This battle was an Union offensive to try to take a key bridge in the area and to smash the resistance of Confederate troops in this section of Western Virginia. On the morning of June 3, Union troops arrived at Philippi. Confederate partisans failed to post advance units throughout the area, meaning that the arrival of these troops largely caught the Confederates off guard.

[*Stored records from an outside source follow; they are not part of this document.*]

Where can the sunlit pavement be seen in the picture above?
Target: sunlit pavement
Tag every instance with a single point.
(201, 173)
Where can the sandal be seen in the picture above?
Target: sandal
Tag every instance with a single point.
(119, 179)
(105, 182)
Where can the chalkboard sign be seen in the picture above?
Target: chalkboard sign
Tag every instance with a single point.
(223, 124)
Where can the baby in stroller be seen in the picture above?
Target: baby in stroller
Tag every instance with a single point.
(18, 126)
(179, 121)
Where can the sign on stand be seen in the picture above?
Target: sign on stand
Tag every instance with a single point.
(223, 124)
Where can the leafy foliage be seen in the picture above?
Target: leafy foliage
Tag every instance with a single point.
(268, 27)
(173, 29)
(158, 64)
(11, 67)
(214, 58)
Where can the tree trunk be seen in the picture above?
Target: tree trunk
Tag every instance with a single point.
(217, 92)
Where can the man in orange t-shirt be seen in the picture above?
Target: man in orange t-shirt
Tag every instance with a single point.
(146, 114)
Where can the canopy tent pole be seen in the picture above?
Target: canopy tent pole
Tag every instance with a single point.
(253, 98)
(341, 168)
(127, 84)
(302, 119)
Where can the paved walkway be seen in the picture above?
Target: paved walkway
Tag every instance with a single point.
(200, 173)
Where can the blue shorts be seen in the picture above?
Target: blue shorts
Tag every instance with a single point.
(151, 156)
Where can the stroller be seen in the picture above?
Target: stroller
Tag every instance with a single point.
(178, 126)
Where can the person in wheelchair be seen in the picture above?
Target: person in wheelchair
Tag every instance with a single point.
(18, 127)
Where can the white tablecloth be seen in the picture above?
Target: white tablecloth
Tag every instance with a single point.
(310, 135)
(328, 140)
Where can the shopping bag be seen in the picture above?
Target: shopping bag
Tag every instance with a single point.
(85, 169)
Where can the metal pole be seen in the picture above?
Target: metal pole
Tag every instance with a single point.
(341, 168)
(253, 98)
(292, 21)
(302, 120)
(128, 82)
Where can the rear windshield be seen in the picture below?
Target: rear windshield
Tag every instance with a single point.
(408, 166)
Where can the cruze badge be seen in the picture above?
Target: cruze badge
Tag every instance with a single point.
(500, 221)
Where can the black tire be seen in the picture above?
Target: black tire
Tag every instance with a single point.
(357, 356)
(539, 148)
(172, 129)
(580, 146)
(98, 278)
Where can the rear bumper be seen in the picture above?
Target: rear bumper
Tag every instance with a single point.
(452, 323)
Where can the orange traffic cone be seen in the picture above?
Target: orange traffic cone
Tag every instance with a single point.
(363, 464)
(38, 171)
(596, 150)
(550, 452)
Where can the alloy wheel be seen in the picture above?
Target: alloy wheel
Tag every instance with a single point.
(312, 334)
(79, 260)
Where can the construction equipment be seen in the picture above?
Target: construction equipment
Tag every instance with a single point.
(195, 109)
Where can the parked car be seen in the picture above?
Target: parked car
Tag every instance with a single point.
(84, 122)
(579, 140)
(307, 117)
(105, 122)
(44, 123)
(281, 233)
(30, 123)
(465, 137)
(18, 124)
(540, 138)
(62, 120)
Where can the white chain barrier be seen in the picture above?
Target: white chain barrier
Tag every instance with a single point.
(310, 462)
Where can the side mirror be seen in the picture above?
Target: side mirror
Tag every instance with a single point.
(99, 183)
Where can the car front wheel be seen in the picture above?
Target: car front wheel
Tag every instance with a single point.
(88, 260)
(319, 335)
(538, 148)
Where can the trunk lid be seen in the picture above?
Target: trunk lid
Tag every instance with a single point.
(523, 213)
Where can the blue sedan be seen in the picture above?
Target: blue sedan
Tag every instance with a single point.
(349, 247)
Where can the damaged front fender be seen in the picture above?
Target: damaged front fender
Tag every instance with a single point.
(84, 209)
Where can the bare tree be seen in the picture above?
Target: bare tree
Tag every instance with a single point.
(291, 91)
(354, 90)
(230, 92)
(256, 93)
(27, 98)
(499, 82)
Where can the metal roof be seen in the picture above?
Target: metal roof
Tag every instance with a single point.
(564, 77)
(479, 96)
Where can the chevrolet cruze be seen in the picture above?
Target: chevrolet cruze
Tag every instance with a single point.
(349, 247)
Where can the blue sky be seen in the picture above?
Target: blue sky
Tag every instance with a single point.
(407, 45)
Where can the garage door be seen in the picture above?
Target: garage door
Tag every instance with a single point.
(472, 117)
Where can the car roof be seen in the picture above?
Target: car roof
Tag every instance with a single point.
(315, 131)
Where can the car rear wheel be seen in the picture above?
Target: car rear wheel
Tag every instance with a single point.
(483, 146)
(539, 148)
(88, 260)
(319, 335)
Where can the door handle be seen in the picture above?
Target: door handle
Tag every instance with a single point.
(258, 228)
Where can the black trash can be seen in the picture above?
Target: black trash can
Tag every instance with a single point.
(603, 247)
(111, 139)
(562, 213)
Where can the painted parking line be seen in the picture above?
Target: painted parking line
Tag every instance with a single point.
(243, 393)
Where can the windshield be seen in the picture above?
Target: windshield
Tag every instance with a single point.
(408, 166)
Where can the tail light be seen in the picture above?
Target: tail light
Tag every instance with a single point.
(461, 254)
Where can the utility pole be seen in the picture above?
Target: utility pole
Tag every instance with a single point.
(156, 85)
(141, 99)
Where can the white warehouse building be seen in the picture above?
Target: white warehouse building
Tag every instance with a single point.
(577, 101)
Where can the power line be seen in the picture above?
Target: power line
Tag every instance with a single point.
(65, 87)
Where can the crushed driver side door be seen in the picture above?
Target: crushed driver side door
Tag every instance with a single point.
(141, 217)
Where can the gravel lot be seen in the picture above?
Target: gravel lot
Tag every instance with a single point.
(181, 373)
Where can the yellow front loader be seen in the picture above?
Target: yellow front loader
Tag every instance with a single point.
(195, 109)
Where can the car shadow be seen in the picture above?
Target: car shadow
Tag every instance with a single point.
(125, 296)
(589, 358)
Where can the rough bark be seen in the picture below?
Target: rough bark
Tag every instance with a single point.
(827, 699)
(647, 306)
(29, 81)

Due to the rain and a lack of training, the Confederates had not set pickets during the night. As the Union troops moved towards the town, a Confederate sympathizer, Matilda Humphries, spotted their approach. Dispatching one of her sons to warn Porterfield, he was quickly captured. In response, she fired her pistol at the Union troops. This shot was misinterpreted as the signal to begin the battle. Opening fire, Union artillery began striking the Confederate positions as the infantry attacked. Caught by surprise, the Confederate troops offered little resistance and began fleeing south.1
The Confederate troops were surprised by this attack and Union troops poured into the city via a bridge and artillery fired as the infantry moved into the city. The Confederate troops being ill prepared, started retreating south. The fighting continued with few casualties and the Confederate troops retreated all the way until they reached Huttonsville 45 miles to the south. The aftermath of the battle resulted in four Union casualties and 26 Confederate casualties.